Good original fabric covered cords. The Bakelite stem is in exceptional condition, even though it has turned the usual brown/tortoiseshell colour from decades of handling.
Original felt base protector in good condition.
Well marked mouthpiece, receiver earpiece and candlestick base.
In working condition - No dial, but it can be used to answer incoming calls.
#3 Automatic Electric (Geelong version)
All of the component parts are in excellent original condition. The pictures below will show this very collectable stepped base telephone to be in exceptional condition - very good "Mercedes" dial, "A" in the switch-hook, earpiece (Bell receiver) is correct in that it has no permenent magnets unlike almost all other manufacturers receivers. All of the internal wiring is original and in good condition.
In 1912 Australia's first automatic telephone exchange was installed at Geelong. Victoria; approximately 70km South-West of the State Capital, Melbourne The exchange equipment was Strowger Automatic telephone
apparatus, manufactured by the Automatic Electric Company, Chicago USA.
In association with the exchange installation, large quantities of small wall mounted (and candlestick) telephones were also imported. They were known officially as the PMG Type 35, but also known colloquially as the Geelong.
These phones for the PMG were made from timber and painted black. They were of cheap construction compared to other telephones of the era, and their electrical circuit was very simple.

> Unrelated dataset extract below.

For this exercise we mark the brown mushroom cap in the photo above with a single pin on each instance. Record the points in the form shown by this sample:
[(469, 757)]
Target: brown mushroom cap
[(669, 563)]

One of the most easily recognised features is the "Mercedes" dial.
Notice that there is no induction coil in the phone, and the receiver does not contain permanent magnets. The phone circuit is extremely simple, with the transmitter and receiver connected in series.
Just one "off-normal" spring set on the dial which places a short circuit across both the transmitter and receiver.
The 38/138AT (Automatic Table) – Note the earlier type 38AT had the Solid Back Transmitter, whereas the later type 138AT used an Inset Transmitter. Manufactured in a number of factories by British Ericsson, GEC, Siemens, Peel Connor, British Insulated and Helsby in the UK.
#3 - Extremely rare Bell-TMC candlestick telephone
A most unique/unusual and very rarely seen pedestal telephone. From the Bell Telephone Manufacturing Company factory at either Antwerp or Woolwich [England] All of the component parts are in excellent original condition. Good Bakelite bell receiver; Good [replaced] fabric covered cords. Mouthpiece and earpiece have all correct and original internal parts.
Unusual Characteristics are
[a] the secondary receiver,
[b] a very unusual dial, in the UK it was called the Dial No6. The numbering is set at an unusual angle and you will notice that when the dial finger plate is rotated, the number plate rotates with it.
[c] timber terminal block which was quite common on early UK telephones
#4 Western Electric Candlestick complete with the correct and genuine bellset.
A very early Western Electric [approx 1920] and it is complete with a rarely available WE bell box. Please see all the pics. The bell box is complete with all the correct internal components; bell motor, induction coil, condenser and designated terminal strip.
The solid back transmitter is in exceptional condition with very little of the common insulation deterioration.